Closed taylus closed 4 years ago

taylus commented 4 years ago

Initializes stack, I/O devices, and scrolls the Nintendo logo on the screen + plays the "ding" sound.

Is this necessary? I don't think bgb does it (ROMs don't do the Nintendo scroll startup thingy). For legal reasons maybe? Emulators don't need to do all of this stuff (e.g. checking for the Nintendo logo on the cart, checking headers/checksum, etc), but it would be cool to see the scrolling Nintendo logo.

https://gist.github.com/drhelius/6063288

http://bgb.bircd.org/pandocs.htm#powerupsequence

https://knight.sc/reverse%20engineering/2018/11/19/game-boy-boot-sequence.html

I would recommend actually using the boot-rom to start debugging your CPU as it's quite simple, self-contained and very well documented, so if you can execute the boot-rom correctly then that means your implementation for a number of instructions is probably correct.

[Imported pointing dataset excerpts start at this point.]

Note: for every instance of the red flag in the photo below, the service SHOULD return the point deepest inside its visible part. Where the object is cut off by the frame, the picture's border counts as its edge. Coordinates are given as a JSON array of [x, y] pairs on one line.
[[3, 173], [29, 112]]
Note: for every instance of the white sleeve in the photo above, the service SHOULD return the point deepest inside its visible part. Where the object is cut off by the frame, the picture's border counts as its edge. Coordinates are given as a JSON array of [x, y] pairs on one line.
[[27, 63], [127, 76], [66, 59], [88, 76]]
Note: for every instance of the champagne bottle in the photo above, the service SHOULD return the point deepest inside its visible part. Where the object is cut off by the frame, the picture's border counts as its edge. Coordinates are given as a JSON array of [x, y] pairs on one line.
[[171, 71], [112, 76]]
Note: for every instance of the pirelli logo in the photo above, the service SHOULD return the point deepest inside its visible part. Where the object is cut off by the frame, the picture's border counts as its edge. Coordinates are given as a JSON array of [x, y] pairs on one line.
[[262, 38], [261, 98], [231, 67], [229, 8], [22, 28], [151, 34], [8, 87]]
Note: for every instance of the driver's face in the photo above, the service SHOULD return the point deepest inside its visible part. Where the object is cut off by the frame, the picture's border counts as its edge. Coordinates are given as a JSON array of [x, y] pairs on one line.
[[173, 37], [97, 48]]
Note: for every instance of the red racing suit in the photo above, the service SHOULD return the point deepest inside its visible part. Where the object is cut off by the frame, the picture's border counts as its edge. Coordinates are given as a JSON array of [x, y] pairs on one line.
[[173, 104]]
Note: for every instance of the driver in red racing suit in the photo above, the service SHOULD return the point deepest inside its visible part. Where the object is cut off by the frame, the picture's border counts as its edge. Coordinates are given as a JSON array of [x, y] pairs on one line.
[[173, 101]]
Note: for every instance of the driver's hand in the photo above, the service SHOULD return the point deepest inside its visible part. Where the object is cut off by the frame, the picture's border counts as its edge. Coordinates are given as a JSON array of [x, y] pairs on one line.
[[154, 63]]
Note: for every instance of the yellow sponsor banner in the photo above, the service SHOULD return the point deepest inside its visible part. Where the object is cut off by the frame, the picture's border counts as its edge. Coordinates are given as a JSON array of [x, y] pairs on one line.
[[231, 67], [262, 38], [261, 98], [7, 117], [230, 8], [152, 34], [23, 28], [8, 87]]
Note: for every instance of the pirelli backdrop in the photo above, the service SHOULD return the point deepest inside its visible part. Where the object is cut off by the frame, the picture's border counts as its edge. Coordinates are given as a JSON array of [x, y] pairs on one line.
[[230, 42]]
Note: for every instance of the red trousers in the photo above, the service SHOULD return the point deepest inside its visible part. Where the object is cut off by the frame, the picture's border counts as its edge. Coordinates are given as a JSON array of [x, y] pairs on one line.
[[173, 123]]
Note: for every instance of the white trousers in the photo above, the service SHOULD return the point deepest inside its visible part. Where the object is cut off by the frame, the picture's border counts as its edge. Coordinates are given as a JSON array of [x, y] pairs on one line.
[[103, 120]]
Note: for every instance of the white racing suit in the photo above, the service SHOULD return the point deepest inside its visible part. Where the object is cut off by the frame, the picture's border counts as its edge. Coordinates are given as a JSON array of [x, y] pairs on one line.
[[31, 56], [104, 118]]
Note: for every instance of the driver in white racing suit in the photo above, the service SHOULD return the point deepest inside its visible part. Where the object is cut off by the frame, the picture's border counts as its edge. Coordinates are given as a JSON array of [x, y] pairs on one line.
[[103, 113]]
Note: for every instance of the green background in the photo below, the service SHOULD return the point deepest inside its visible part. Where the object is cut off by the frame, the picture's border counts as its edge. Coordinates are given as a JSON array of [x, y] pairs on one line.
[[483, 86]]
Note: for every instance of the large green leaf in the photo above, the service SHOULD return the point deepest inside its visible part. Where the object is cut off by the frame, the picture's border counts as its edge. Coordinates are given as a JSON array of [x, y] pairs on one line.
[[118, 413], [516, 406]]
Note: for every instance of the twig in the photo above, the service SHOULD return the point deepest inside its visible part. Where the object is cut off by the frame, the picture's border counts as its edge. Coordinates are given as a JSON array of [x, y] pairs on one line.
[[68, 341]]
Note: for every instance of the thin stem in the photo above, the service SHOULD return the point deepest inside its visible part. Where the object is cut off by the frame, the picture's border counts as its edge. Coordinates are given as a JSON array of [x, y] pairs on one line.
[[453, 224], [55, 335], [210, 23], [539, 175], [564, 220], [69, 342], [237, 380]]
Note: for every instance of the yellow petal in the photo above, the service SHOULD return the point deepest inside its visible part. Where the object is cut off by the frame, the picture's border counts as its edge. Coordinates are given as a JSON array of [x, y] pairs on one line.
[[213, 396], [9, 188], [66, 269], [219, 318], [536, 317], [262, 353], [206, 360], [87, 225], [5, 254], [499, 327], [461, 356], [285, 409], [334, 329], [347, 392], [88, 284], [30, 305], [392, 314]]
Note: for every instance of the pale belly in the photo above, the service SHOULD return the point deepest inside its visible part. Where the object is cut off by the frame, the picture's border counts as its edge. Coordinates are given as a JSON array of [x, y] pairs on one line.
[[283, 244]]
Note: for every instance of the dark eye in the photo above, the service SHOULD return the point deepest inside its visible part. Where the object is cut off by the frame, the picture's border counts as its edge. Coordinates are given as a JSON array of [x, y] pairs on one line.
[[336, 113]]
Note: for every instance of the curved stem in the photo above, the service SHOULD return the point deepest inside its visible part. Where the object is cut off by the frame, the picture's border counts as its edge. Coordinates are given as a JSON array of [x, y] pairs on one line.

https://www.reddit.com/r/EmuDev/comments/ar6t44/how_does_gameboy_rom_work/egl71eh/

It sounds like if you use the boot ROM then you start execution at $0000 and run it, then once it's done running you remove it from the Game Boy's memory map so all of the ROM's bank 0 is exposed. If you don't run the boot ROM, then you have to set up some registers like the SP yourself (the same way the boot ROM does) and start executing the game ROM at $0100.